Bir çok çalışmada çevresel etkilerin ve deneyimlerin annenin üzerine etkileri ile bu seviyenin değiştiği belirlenmiş. Örneğin yiyecek kalitesi, üreme yoğunluğu ve sosyal etkileşimler ile eş ya da rakipler. Yumurta sarısı hormon seviyesi ayrıca yavrunun karakteristiğinde de belirleyicidir. Örneğin cinsiyet , yumurta kompozisyonu ( caratonoid seviyesi ) .
Kanaryanın(Serinus canaria) bir dizi yumurtlama serisi içinde Yumurta sarısında ki testosterone (T) konsantrasyonun artışı sol tarafta görünmektedir. Zebra ispinozunun (Taeniopygia guttata) nın düşüşü de sağ da görülmektedir. Erkekte kırmızı bacak bandı oluşunca yumurta sarısında T konsantrasyonu artmaktadır. (reviewed in Groothuis et al., 2005b; Gil, 2008).
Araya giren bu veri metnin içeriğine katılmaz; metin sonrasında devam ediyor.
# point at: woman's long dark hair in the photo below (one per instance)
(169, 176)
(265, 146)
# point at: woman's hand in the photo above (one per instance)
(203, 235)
Yumurta da hormon birikimi nasıldır?
Gonadal steroidler ( Östrojenler, Progestinler and androjenler) direk olarak folikül duvarından indrekt olarak ise komşu foliküllerden ve sirkülasyondan yumurta sarısına ulaşır. Gonad dışı steroid hormonlar örneğin corticosteroidler, THs, insulin ya da GH yumurta sarına sirkülasyonla ulaşmak zorundadırlar. Bu durum şunu açıklayabilir neden CORT seviyesinin anne plasmasında yumurta sarısından daha fazla seviyede olduğunu ve androjen seviyesinin ise yumurta sarısında plazmadan fazla olduğunu açıklar.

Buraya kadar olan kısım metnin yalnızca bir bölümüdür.